There are no grounds to limit retrieval to these two stages: partitioning, then (possibly) ordering. It is a trivial matter to imagine more than two stages. Simple boolean retrieval systems lend themselves to a series of progressively modified searches by allowing prior queries to be successively modified (e.g. with the addition of further limits in the form of boolean ANDs or NOTs). One might start by selecting records containing, say, the subject keyword NAPOLEON; the retrieved set, especially if large, might then be partitioned (or filtered or sorted) by language, to bring forward items in English; each subset record might be subsorted by date and/or by title and/or by author. Such a two-stage strategy is one answer to the difficulty of achieving high precision as well as high recall [Buckland et al 93]. A search intended to achieve high recall can be followed by a different kind of search of the initially retrieved set in order to produce a second retrieved set with better precision [Buckland & Gey 93]. More generally, information retrieval is ordinarily an iterative process in that the result of one matching is often the basis for a secondary or modified search with another query that modifies or replaces an earlier one.
Our examination of the basic illustrative model depicted in Figure 2 has led to the conclusion that each of different components can be viewed as being composed of either data objects, or one of two different processes which we have called ``transforming'' (representation making) or ``partitioning'' (selecting or ordering). If accepted, this view has interesting consequences:
There are several different implementable procedures (techniques) for partitioning and transforming. At a technical level, this more abstract formulation creates, in effect, an invitation to experiment by substituting alternative partitioning and/or transforming techniques at each point at which any ordering occurs, and a framework within which to evaluate such work.

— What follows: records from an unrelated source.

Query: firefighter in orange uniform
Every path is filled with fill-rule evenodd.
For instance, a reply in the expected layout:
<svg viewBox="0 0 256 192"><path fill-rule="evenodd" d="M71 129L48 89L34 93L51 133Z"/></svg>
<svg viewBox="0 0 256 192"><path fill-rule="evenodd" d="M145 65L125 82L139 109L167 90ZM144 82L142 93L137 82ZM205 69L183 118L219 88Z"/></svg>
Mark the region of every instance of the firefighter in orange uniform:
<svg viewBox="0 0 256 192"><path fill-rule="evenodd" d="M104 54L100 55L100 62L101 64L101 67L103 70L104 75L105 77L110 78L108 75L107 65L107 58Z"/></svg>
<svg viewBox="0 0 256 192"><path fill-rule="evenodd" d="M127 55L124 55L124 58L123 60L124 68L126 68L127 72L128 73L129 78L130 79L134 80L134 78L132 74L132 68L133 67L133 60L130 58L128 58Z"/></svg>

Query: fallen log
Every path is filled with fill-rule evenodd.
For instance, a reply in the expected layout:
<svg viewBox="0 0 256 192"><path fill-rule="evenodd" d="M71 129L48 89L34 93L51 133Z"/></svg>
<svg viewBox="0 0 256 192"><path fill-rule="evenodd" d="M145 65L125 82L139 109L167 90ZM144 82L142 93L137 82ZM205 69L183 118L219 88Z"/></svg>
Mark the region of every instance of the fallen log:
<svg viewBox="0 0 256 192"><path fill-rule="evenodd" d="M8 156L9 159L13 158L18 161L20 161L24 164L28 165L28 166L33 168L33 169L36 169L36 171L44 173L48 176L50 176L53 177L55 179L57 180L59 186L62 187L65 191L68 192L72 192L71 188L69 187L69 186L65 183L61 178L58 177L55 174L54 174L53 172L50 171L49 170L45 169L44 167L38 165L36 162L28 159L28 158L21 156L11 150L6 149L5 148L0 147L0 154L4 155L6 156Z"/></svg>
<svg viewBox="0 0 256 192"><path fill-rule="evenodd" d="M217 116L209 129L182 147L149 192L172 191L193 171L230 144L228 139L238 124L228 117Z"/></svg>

Figure 3 offers a more abstract restatement of Figure 2 in terms of these two functional types.
Figure 3: A minimally complete abstract model of information retrieval (selection) systems. Solid boxes indicate processes (``transformers'' or ``partitioners''), dashed boxes data objects. Italics indicate optional components. Arrows show flows (or streams) of information objects. Note that the only required ``process'' is the central partitioning rule, and that subcomponents are formed by patterns of Objects Process Objects.